I looked up.  And there she was, the last person I’d expected to see, Jinjur.  The General of my armies, the person I’d entrusted with the defense of my people.  Wearing the boots I’d given her the day I’d made her general, and the insignia of Mallory’s guard over her breast. 

I tried to speak, but my mouth wouldn’t form words.  Maybe it was the beating I’d just gotten, I had a tooth rattling around in my mouth.  Maybe it was shock. 

“Queen Rapunzel!  I never expected to see you again.  And under such wonderful circumstances!  We are going to have such fun together!  We’d had reports of Snow White’s people in our territory. When I finally managed to get Queen Mallory to use her magic to locate the intruders, imagine my surprise and delight when she told me it was you and that you were heading to your old capital!  It’ll be just like old times, except, you know, with me in charge.”

I spat the bloody tooth at her.  I’d hoped to hit her in the eye, but it just bounced harmlessly off her cheek.  It was that kind of a day.

“Bring her!” and she turned and strode away.  And I followed, dragged by my new companions.   

They took me to the dungeon and chained me to the wall with a cuff around my ankle.  Like most dungeons it was dark and dank and damp.  It stank of mold and death.  It’s funny because, when I was queen here, we’d converted the old dungeons into a play room for the twins and the children of the castle.  They had reconverted it back into a dungeon, it was impressive how they’d recaptured that old dungeon ambiance in just a few years.  I wondered if they’d had to import the mold. 

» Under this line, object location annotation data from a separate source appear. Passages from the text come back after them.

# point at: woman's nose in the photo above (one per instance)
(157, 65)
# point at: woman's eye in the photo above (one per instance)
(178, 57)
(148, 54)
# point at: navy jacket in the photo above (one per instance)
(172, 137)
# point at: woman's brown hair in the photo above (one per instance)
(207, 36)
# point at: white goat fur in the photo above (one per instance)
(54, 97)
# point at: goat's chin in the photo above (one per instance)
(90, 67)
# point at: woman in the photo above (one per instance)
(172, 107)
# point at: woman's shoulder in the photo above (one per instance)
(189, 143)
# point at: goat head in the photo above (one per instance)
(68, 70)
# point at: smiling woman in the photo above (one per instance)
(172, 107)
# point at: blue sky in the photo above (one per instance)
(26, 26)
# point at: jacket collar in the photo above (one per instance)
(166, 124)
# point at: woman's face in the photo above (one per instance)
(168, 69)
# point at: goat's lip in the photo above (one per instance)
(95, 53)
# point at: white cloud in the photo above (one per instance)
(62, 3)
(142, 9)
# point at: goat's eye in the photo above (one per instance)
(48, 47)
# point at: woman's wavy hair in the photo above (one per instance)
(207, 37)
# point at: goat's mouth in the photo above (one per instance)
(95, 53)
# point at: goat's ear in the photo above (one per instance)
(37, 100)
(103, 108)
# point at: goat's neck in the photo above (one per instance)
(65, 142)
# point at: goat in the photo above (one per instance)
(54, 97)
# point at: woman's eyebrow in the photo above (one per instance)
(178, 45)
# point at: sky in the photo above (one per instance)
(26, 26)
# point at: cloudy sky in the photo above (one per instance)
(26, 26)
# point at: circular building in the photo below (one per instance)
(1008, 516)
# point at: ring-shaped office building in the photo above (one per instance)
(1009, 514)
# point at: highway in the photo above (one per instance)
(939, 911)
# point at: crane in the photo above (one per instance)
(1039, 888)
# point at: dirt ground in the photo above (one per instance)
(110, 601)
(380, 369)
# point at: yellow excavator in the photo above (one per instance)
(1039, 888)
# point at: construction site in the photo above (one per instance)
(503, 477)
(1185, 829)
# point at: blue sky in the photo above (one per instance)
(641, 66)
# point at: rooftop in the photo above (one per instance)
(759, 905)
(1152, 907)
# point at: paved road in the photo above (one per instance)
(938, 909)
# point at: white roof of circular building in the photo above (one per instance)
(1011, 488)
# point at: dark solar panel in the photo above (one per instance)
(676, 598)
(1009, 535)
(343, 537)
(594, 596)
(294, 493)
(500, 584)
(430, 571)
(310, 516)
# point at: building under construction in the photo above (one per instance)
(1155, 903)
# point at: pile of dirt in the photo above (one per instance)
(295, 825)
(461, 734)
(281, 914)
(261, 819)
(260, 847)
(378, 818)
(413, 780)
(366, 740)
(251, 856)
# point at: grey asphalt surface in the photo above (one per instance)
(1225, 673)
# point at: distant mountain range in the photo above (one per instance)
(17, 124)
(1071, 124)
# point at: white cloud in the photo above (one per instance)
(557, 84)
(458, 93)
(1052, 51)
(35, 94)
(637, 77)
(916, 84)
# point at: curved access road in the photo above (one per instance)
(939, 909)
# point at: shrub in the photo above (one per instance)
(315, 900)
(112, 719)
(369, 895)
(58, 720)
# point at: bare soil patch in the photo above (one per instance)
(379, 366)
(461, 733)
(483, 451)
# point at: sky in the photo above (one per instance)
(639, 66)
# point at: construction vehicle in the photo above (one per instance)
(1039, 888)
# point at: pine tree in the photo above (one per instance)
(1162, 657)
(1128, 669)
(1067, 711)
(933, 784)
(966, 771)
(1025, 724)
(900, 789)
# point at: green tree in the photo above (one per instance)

I sat in the filth.  It was too dark to see much, the only light came from a single torch that shone through the small grate in the door.  My whip hung on a peg on the far wall, out of reach.  I stretched out my hand and willed my whip to come to me.  Straining with the effort.  I gave it everything I had and then a bit more than I had.  Calling it to me.  But, nothing.  That never works. 

A rat came over to investigate me and finding me uninteresting, left.  I thought, idly, that one day soon, I would find him more interesting, but not just yet.  It’s always best to leave your food alive until the last possible moment.  So somebody once told me. 

I must have slept, because I woke up. I don’t know how long I was there, in the dungeon time slips away.  Once, when I woke I found a bowl of rancid soup placed just within reach.  “You live another day.” I told the rat. 

I woke to the sound of footsteps in the distance.  I counted five individuals.  It’s odd, here I was in the dungeon of the witch who had taken everything from me and the general who had betrayed me, killed my children, and all I could think was ‘it’ll be nice to have some visitors’.  I resolved to visit Tom again, if I lived through the day.

They marched up to my cell and opened the door.  For a moment, I was blinded by the light of their torches.  Jinjur, of course, and three troll guards stepped into my cell, the fifth member of their party waited outside.

“We’ll catch your friends, you know.” Said Jinjur.  “As soon as I can get Queen Mallory to turn her attention to the matter.  She’s so busy you know.  What with ten kingdoms to run and that pesky war with Snow White, but someday soon, she’ll have time to look for them and then they’ll be joining you here.”

I didn’t answer.  What could I say?  She was probably right. 

“There’s someone here to see you.” She continued and stepped aside to let the person in the passage come in.  A young man I didn’t recognize entered the cell.  More a boy really.  Maybe it was the dark, or maybe it was the years that had passed, or maybe it was because I’d thought him dead.  “Flynn!” I jumped to the limit of my chain!  My son!  Alive! 

He jumped back and hid himself behind Jinjur. She smiled a big smile.  “How touching, a mother and the son she abandoned to die, reunited at long last.”

I barely registered her words.  “And Rose?”  I asked.  “Where is she?”

Flynn stepped forward. It was a moment of purest pleasure.  My son, alive, so different but so much the same, his reddish hair, made redder by the torch-light, falling over his face, obscuring one eye, as was his habit since he was just a child.  And then he killed me.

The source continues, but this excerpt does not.